I will dance with myself to those wonderful tunes of the 50's & 60's, and if I, at the same time, wish to weep over a lost love - I will.

I will walk the beach in a swim suit that is stretched over a bulging body, and will dive into the waves with abandon if I choose to, despite the pitying glances from the jet set.

They, too, will get old.

I know I am sometimes forgetful. But there again, some of life is just as well forgotten. And I eventually remember the important things.

Sure, over the years my heart has been broken. How can your heart not break when you lose a loved one, or when a child suffers, or even when a beloved pet gets hit by a car? But broken hearts are what give us strength and understanding and compassion. A heart never broken is pristine and sterile and will never know the joy of being imperfect.

I am so blessed to have lived long enough to have my hair turn gray, and to have my youthful laughs be forever etched into deep grooves on my face. So many have never laughed, and so many have died before their hair could turn silver.

As you get older, it is easier to be positive. You care less about what other people think. I don't question myself anymore. I've even earned the right to be wrong.

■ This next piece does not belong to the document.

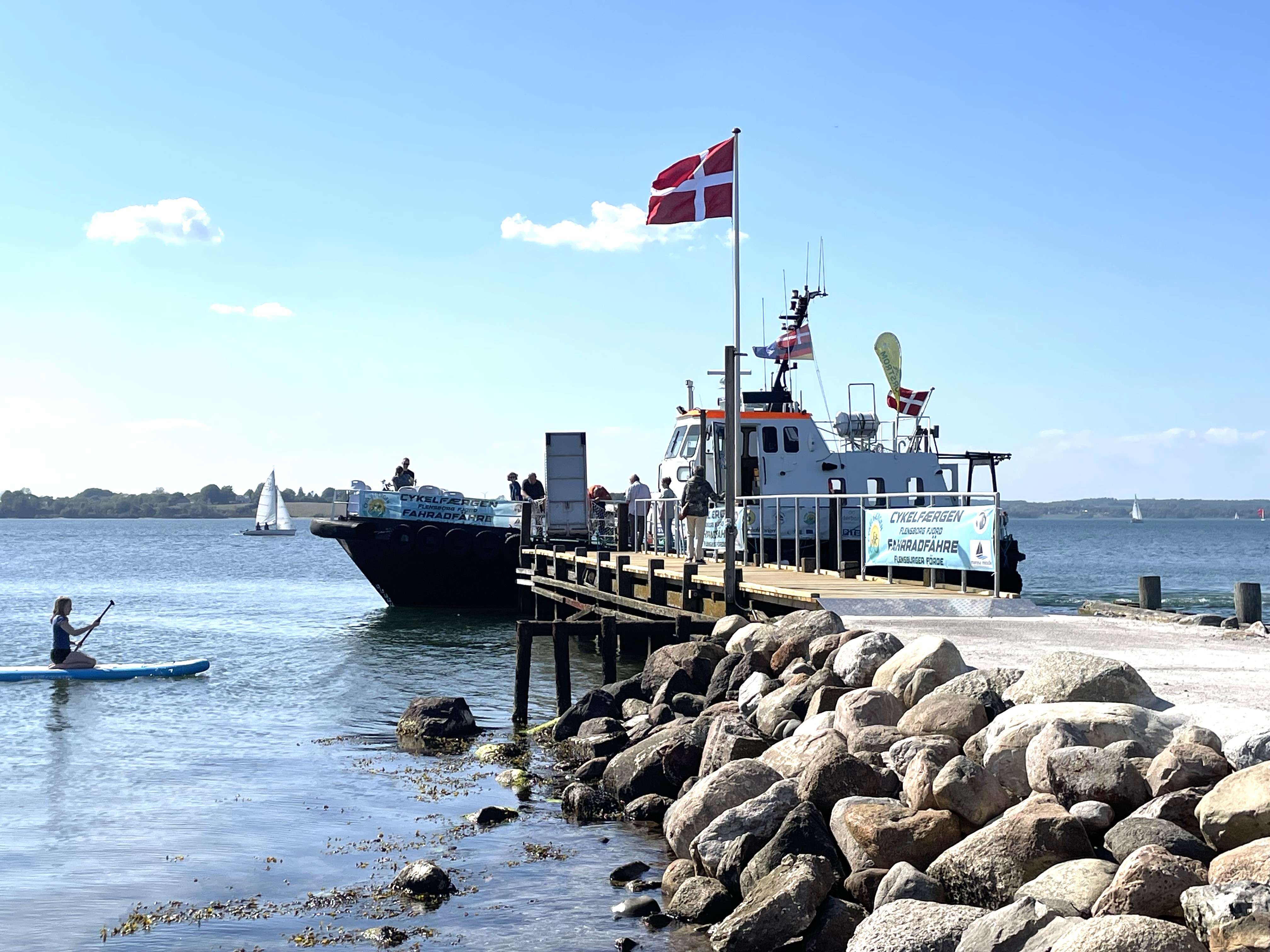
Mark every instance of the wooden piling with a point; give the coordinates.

So, to answer your question, I like being old. It has set me free. I like the person I have become. I am not going to live forever, but while I am still here, I will not waste time lamenting what could have been, or worrying about what will be. And I shall eat dessert every single day.

- Author Unknown

[At The Elder Storytelling Place today, kenju adds to her growing list of childhood reminiscences on this blog with Food Memories.]


Comments

This is wonderful. I am glad I am old -- I can't take the angst & trials of youth anymore!

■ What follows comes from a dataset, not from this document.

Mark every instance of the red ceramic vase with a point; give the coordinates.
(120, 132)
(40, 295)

That was really great and pretty much says what I feel also on the days when I stop to think about where I am, which I think we all should now and then-- whatever age we are.

I agree with you. I've read a saying somewhere that our ageing body is the price we pay for all the experience and knowledge we've gained. But ask anyone would they give up what we have learned and seen over the years for a younger body, chances are, very few would make the sacrifice.

My sentiments, too!

Amen to every single word. Until recently, I thought that I gained "authority" as I grew older. I now understand that what I gain is the right to be more and more myself.

What a great piece. It doesn't get any better than this. No angst over promotions or demotions, the latest unaffordable fashions, a new gizmo, or makeovers of face and figure. Thank you for showing us again, as you so often do, another facet of the beauty that our weakened eyes are often too blind to see.

I love this. This comes from a mature, wise person.

Amen! Amen! Amen!

You've said it so well. As I read this post, I had one of those "I should/could have said this" moments. I was much too hard on myself when I was younger, but I'm so glad I've lived long enough to realize that, and to forgive myself for not being a perfect human being.